Y nosotros creemos que se quedaron porque les cautivó el paisaje, que ciertamente por amor u odio, o ambos, lo distinguimos único y privilegiado, aunque la naturaleza es hostil con quien no esté familiarizado: mosquitos prehistóricos alimentándose de pieles transparentes y sus ronchas como cráteres, lluvias huracanadas efímeras arrasando ramas y ventanas, ardores tropicales cercanos al mismo infierno y letanías de chicharras o cigarras acosando al tímpano en Semana Santa.
Se llega a vivir en El Salvador porque ahí se tienen parientes o se buscan contratos globales o se pregonan causas perdidas ¿quién vendría a un paisito extraviado en el mapa que es mundialmente conocido no por sus personajes, estadistas o riquezas naturales sino por sus matanzas y conflictos?

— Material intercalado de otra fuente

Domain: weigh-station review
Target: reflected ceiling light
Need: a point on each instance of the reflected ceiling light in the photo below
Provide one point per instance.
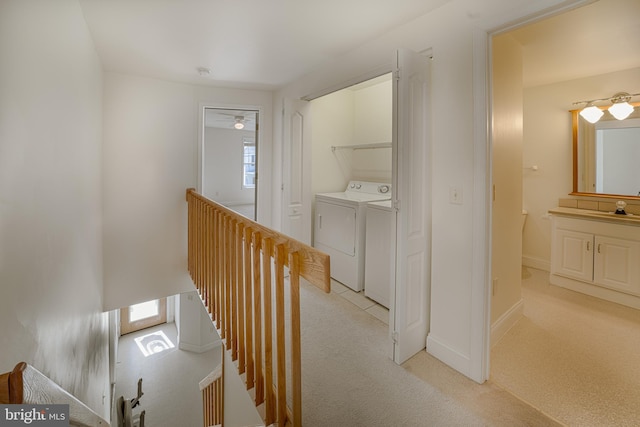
(239, 124)
(591, 113)
(620, 108)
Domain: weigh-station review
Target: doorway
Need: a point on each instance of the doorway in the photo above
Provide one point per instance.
(546, 341)
(230, 158)
(411, 188)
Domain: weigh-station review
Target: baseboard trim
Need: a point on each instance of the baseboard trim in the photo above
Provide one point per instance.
(596, 291)
(505, 322)
(448, 355)
(539, 263)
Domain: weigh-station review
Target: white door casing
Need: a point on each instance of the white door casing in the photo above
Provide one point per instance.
(410, 305)
(296, 185)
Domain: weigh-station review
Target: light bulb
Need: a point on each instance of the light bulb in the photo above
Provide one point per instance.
(621, 110)
(591, 114)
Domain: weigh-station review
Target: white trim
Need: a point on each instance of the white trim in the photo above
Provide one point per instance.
(506, 322)
(481, 206)
(199, 348)
(448, 355)
(534, 262)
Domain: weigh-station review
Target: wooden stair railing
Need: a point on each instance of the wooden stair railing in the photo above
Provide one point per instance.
(26, 385)
(212, 387)
(232, 261)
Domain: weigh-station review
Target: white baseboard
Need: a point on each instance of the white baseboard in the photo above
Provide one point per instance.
(506, 321)
(199, 348)
(448, 355)
(539, 263)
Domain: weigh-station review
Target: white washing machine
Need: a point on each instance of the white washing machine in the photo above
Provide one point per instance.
(379, 271)
(339, 229)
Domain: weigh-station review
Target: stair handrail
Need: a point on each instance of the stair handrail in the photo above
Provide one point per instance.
(231, 260)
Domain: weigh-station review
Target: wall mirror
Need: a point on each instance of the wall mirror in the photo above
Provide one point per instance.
(606, 155)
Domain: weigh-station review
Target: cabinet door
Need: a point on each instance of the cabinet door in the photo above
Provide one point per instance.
(617, 264)
(573, 255)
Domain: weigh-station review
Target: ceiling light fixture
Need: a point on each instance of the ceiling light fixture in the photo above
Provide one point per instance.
(203, 71)
(620, 108)
(239, 124)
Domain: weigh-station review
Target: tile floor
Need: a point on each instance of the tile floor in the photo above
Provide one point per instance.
(360, 300)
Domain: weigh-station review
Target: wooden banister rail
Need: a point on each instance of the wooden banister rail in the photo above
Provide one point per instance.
(212, 388)
(234, 263)
(26, 385)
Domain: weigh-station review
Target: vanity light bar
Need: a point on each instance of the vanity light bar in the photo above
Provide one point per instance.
(620, 108)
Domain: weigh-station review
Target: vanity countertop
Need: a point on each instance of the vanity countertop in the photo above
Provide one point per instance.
(628, 219)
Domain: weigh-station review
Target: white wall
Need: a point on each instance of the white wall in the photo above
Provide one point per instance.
(196, 333)
(150, 157)
(372, 116)
(332, 125)
(223, 173)
(351, 117)
(547, 144)
(50, 198)
(449, 31)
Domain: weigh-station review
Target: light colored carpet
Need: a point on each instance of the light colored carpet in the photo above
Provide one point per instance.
(169, 379)
(573, 356)
(349, 379)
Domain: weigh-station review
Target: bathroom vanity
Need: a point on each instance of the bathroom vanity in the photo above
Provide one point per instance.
(596, 253)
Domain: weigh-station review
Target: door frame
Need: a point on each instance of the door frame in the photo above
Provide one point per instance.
(481, 293)
(202, 107)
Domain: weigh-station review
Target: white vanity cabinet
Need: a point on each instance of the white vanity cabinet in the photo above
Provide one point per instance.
(597, 255)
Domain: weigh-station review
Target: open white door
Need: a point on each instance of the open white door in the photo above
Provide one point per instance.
(410, 305)
(296, 186)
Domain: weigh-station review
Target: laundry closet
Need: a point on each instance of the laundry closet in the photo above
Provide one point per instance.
(353, 221)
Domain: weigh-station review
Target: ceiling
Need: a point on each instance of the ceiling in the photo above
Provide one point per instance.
(265, 44)
(599, 38)
(258, 44)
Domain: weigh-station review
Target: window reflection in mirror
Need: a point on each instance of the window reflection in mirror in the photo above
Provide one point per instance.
(606, 155)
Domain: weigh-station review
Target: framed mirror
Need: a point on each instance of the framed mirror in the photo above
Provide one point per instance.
(606, 155)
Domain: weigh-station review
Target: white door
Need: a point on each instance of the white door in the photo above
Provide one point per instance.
(410, 305)
(296, 186)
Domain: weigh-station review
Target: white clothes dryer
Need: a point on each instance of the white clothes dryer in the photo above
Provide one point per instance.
(339, 229)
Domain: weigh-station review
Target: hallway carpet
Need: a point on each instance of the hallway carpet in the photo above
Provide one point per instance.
(573, 356)
(349, 379)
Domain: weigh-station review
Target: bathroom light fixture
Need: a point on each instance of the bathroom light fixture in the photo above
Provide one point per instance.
(239, 124)
(620, 108)
(591, 113)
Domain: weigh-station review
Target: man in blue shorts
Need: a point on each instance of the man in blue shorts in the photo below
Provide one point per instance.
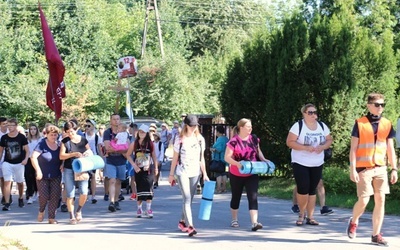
(115, 164)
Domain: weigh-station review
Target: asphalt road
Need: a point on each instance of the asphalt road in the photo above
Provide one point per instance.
(101, 229)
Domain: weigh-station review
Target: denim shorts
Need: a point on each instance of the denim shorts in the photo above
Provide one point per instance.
(69, 184)
(115, 172)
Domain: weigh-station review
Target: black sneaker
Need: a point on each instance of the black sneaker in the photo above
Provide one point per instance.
(295, 209)
(325, 210)
(378, 240)
(111, 207)
(21, 203)
(6, 207)
(351, 229)
(64, 208)
(116, 205)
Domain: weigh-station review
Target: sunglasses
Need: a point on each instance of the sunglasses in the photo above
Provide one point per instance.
(378, 104)
(312, 113)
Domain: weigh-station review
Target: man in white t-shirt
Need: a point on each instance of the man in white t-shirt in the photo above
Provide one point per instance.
(94, 142)
(3, 131)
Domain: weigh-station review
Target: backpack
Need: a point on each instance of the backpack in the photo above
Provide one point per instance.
(327, 152)
(96, 140)
(179, 154)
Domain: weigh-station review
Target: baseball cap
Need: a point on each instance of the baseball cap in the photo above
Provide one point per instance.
(144, 128)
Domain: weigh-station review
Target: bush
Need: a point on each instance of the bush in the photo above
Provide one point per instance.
(337, 181)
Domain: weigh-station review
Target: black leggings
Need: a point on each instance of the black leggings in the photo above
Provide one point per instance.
(237, 185)
(307, 178)
(30, 179)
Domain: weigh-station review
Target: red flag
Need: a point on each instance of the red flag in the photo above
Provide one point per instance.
(55, 87)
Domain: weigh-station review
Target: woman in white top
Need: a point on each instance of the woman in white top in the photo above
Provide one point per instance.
(188, 160)
(307, 155)
(30, 174)
(159, 148)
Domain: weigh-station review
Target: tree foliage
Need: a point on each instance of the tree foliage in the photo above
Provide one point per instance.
(332, 61)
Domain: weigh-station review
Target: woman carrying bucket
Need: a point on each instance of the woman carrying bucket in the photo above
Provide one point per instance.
(188, 160)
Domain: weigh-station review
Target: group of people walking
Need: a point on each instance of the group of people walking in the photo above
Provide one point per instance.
(371, 142)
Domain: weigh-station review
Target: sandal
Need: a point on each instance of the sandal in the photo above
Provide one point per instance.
(78, 216)
(234, 223)
(312, 222)
(40, 216)
(300, 220)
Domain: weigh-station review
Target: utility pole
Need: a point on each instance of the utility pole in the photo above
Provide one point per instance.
(152, 5)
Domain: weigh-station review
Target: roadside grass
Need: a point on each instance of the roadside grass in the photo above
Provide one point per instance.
(10, 244)
(282, 188)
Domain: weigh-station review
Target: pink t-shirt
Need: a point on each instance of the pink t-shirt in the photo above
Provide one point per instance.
(243, 150)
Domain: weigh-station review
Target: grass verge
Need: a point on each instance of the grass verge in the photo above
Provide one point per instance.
(282, 188)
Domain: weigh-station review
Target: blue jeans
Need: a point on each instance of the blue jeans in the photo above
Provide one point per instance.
(69, 184)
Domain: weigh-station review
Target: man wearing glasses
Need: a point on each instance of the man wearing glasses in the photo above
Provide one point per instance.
(3, 131)
(94, 142)
(371, 140)
(14, 144)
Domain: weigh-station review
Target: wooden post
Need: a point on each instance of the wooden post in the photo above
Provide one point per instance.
(118, 88)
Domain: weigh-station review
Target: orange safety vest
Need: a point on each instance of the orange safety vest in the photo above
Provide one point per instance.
(372, 153)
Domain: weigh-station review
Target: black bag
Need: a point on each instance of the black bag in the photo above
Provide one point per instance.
(217, 166)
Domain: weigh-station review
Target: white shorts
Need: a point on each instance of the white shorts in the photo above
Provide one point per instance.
(13, 172)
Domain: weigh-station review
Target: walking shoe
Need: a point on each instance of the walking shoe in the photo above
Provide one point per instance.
(256, 226)
(6, 207)
(64, 208)
(378, 240)
(111, 207)
(326, 210)
(149, 213)
(21, 202)
(295, 209)
(139, 213)
(182, 226)
(133, 196)
(117, 207)
(191, 231)
(351, 229)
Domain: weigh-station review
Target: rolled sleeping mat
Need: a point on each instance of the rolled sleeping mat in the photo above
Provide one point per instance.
(257, 167)
(206, 200)
(88, 163)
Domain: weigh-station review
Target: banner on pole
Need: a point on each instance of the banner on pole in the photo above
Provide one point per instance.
(55, 90)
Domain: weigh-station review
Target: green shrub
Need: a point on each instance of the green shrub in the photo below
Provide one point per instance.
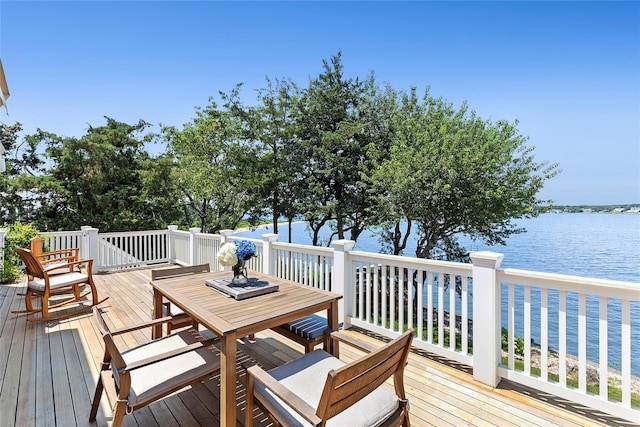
(18, 236)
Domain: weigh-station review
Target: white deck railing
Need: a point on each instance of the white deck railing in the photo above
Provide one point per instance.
(387, 294)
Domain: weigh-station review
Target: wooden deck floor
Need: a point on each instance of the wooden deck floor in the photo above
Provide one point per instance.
(48, 374)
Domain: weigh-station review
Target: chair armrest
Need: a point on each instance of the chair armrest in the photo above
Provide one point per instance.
(65, 259)
(148, 324)
(337, 336)
(160, 357)
(308, 412)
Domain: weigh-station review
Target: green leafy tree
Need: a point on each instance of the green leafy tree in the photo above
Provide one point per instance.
(96, 180)
(214, 168)
(270, 128)
(451, 172)
(18, 236)
(331, 152)
(22, 163)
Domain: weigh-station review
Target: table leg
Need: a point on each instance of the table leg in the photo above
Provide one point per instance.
(228, 381)
(156, 330)
(332, 319)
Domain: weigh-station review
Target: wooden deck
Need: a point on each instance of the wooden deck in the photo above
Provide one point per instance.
(48, 374)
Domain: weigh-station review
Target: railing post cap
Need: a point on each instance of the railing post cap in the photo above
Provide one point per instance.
(343, 244)
(486, 258)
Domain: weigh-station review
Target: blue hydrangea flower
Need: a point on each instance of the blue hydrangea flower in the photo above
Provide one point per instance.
(245, 249)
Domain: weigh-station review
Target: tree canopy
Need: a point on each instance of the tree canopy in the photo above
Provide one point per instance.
(344, 154)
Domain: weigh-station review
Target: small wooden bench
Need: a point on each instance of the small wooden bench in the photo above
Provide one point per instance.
(307, 331)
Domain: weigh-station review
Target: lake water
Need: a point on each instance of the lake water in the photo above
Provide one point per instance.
(603, 246)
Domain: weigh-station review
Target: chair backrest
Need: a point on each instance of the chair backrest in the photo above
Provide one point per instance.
(165, 273)
(35, 246)
(349, 384)
(33, 267)
(112, 353)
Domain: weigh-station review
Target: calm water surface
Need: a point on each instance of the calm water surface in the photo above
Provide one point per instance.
(603, 246)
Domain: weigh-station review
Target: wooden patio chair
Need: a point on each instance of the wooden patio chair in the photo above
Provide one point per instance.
(318, 389)
(179, 319)
(148, 372)
(54, 262)
(41, 283)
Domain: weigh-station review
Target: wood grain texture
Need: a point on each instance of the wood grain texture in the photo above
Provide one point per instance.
(440, 392)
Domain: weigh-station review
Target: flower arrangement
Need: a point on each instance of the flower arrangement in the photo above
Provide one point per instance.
(234, 255)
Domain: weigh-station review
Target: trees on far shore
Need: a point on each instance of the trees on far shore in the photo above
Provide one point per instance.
(343, 153)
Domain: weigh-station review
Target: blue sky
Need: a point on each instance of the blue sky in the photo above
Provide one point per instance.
(568, 71)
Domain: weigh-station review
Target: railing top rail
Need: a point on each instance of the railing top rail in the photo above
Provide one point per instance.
(206, 236)
(258, 242)
(134, 233)
(61, 233)
(302, 248)
(584, 285)
(405, 261)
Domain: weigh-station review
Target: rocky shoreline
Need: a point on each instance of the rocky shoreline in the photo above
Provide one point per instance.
(593, 370)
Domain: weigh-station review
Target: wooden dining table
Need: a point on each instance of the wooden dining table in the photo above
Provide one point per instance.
(232, 319)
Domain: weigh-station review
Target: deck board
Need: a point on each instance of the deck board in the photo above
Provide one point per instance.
(48, 374)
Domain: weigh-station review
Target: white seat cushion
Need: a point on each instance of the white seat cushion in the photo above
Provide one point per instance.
(148, 381)
(59, 281)
(306, 377)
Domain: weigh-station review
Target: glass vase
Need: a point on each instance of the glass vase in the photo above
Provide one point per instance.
(239, 274)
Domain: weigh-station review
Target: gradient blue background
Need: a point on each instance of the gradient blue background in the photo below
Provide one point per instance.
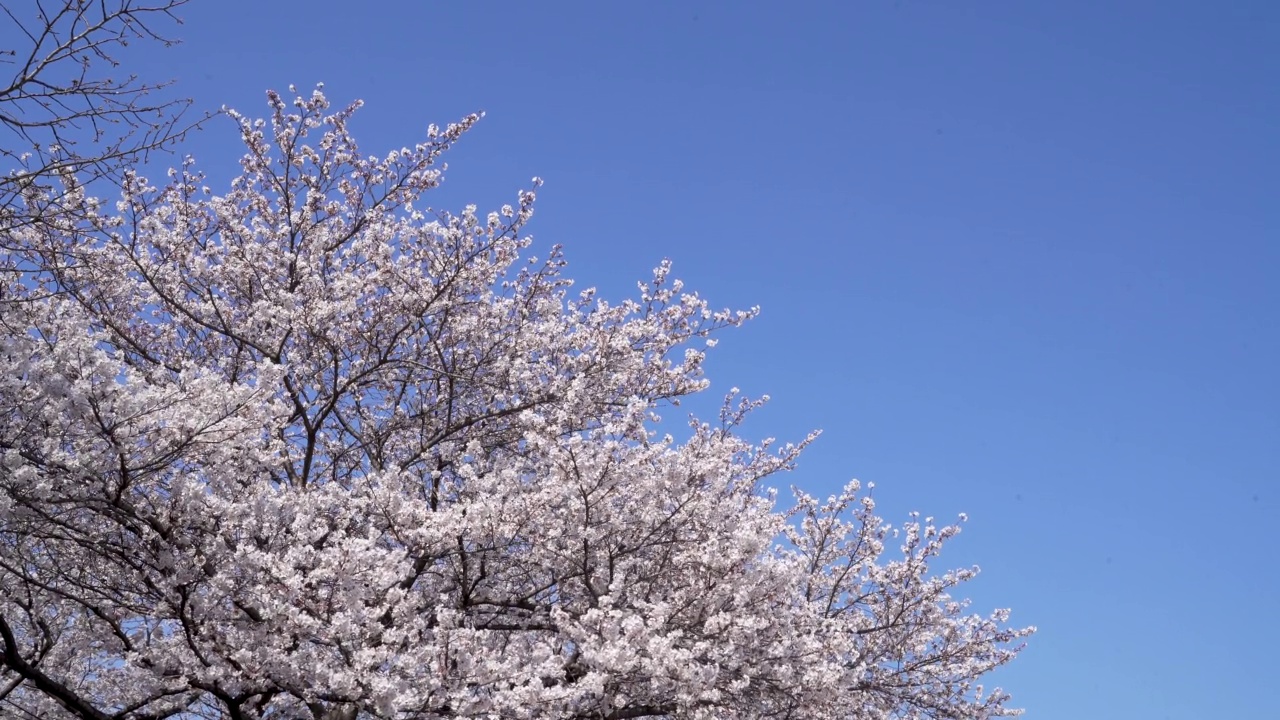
(1015, 259)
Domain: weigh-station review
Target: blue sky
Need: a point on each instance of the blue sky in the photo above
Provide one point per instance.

¿Quién llegaría a un lugar donde el respeto por la vida se dilapidó en el verdor? ¿Qué osado discutiría con interlocutores sordos quienes solo escuchan la voz de sus vísceras y sus intereses? ¿Qué atracción puede causar un lugar donde se le rinde culto a la amenaza?
Pobrecito país el nuestro plagado de políticos iluminados que leen sus siete minutos diarios de La Biblia para sentirse pletóricos de valores divinos, y que nosotros la sarta de oligofrénicos gobernados no entendemos ese mensaje tan prístino y tan obvio que la verdad refleja.
Pobrecitos los que llegan porque no saben a qué vienen, pobrecitos los que se quedan porque no pueden irse aunque quieran, pobrecitos los que amamos y odiamos al país porque no tenemos salida.